Will Disney Have the Last Laugh vs. DeSantis?

AP Photo/Evan Agostini

The feud between Florida Gov. Ron DeSantis and Disney is getting even more interesting. In late February, the governor followed through on his promise to strip the company of its tax haven status.

In 2022, DeSantis said he would be making this move to punish Disney for speaking out against the Parental Rights in Education Act, which prohibits educators from giving instruction to children seven years old or younger on gender identity and sexuality.

RedState’s Brandon Morse explained:

As RedState previously reported, the Reedy Creek district was a 25,000-acre area mostly owned by Disney which gave it the power to run the area however it saw fit, effectively making it its own little kingdom within the state of Florida. This area had existed in the form for decades, but that’s now come to an end thanks to Disney deciding to step into the political ring and challenge DeSantis on his “Parental Rights in Education” bill.

DeSantis later announced the creation of a new board to take control of Disney’s special governing district in Orlando. But just a few weeks before this announcement, the company flipped the script, hammering out a new declaration that mandated that any changes to the district must be made for Disney’s benefit.

Now, DeSantis is preparing for a legal donnybrook with Disney, which sidestepped the legislation by drafting a 30-year development agreement that severely weakens the state’s ability to control the district. The agreement grants Disney “prior review and comment” over any changes the state wishes to make to properties in the district, according to the Orlando Sentinel.

Even more bizarre is the provision that says the declaration would be enforceable “in perpetuity” or “until 21 years after the death of the last surviving descendants of King Charles III, King of England.”

True to form, DeSantis is not letting this setback stop him. The Orlando Sentinel also reported that “The Central Florida Tourism Oversight District’s new Board of Supervisors voted to bring in outside legal firepower to examine the agreement, including a conservative Washington, D.C., law firm that has defended several of DeSantis’ culture war priorities.”

“We’re going to have to deal with it and correct it,” said board member Brian Aungst Jr. “It’s a subversion of the will of the voters and the Legislature and the governor. It completely circumvents the authority of this board to govern.”

Disney fired back in a written statement, arguing that the agreements “were appropriate and were discussed and approved in open, noticed public forums in compliance with Florida’s Government in the Sunshine law.”

During a Thursday speech at Hillsdale College in Michigan, the governor claimed the law he signed would abrogate changes the company made, according to Reuters.

“They are not superior to the people of Florida. And so come hell or high water, we’re going to make sure that policy of Florida carries the day,” he said.

“We’re going to look at things like taxes on hotels, we’re going to look at things like tolls on the roads, we’re going to look at things like developing some of the property that the district owns,” he added.

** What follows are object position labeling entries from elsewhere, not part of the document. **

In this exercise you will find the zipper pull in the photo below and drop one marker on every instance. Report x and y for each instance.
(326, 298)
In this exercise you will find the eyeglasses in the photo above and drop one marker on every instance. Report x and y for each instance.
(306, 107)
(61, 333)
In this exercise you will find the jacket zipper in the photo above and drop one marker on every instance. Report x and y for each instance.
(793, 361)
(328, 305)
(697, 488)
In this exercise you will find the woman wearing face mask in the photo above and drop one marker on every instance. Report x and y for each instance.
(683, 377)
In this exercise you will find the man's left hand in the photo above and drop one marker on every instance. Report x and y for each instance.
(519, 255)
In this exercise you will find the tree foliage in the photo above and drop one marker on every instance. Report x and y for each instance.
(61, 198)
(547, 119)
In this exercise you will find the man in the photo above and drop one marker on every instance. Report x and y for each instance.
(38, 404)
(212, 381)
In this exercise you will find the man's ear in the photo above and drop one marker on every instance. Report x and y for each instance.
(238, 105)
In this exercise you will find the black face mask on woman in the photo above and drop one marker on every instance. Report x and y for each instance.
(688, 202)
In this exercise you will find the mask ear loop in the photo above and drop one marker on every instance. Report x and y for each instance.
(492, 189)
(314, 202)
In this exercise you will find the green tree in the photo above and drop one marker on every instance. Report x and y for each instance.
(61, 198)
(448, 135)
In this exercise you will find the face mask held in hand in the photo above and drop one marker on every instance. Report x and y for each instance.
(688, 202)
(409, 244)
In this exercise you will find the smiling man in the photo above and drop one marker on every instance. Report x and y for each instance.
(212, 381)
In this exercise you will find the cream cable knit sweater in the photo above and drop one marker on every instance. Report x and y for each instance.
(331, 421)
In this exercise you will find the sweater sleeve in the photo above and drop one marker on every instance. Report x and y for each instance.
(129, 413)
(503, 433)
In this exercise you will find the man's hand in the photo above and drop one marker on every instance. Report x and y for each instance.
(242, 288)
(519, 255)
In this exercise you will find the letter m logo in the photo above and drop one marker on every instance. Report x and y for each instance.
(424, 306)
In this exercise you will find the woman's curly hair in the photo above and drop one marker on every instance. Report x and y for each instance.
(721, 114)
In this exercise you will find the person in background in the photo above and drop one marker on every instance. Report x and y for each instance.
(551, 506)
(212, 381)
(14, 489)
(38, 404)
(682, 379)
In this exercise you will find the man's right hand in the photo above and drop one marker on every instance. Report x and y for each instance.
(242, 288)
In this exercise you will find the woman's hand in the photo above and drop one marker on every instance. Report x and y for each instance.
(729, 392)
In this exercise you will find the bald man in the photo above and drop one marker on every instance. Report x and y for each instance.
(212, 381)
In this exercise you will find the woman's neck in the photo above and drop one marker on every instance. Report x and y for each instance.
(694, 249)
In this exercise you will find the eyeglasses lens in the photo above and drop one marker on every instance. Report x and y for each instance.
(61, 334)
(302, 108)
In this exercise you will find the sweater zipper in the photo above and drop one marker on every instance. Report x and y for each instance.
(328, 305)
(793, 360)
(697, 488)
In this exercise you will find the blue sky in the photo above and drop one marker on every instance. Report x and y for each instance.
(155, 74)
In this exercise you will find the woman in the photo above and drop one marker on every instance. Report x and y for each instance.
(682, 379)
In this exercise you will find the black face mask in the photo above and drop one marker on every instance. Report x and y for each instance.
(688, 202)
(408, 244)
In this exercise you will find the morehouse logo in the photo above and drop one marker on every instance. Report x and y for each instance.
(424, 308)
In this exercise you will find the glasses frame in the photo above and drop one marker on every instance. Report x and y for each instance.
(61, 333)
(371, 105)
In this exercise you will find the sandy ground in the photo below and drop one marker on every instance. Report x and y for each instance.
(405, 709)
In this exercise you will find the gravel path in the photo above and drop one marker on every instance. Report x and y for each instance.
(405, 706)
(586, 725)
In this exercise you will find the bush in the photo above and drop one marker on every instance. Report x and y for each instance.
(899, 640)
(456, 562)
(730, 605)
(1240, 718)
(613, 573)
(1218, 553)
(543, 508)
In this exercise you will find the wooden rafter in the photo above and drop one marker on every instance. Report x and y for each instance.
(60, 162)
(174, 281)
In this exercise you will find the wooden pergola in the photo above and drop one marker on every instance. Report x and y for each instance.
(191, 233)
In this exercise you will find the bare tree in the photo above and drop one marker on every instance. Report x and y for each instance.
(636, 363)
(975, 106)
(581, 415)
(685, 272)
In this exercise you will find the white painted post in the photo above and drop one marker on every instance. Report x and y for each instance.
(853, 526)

However, there is reason to believe DeSantis is in for a more difficult battle than he is making it out to be. The Washington Examiner reported:

The problem with a legal challenge is that because the agreement appears to have been made in proper order under the previous government of the Reedy Creek Improvement District, it is unknown if the DeSantis administration’s challenge to the agreement will prevail in the courts. The DeSantis-appointed board of the Central Florida Tourism Oversight District has said it has hired four outside law firms to void the agreement made under the previous board.

DeSantis remains undeterred.

He has directed the state’s inspector general to look into the former Reedy Creek Improvement District Board to investigate “any legal or ethical violations” on its part before the state took control of the district. The probe will look at the district’s “adherence to applicable Florida civil and criminal laws and ethics requirements,” according to the Washington Examiner. It will also examine the “involvement of Walt Disney World employees and agents” in the district and “any financial gain or benefit derived by Walt Disney World” coming from the district.

Disney seems to have gotten one over on the DeSantis administration. But it is far too early for the company to declare victory just yet. The governor is expected to announce his candidacy for the presidency in short order, and he will not want to be in a position where losing to Disney could hurt his chances of becoming the nominee. In light of this, it is fair to assume he will do whatever is necessary to turn this situation around. Still, it is unclear which party will get the last laugh in this conflict. But it might be entertaining to watch.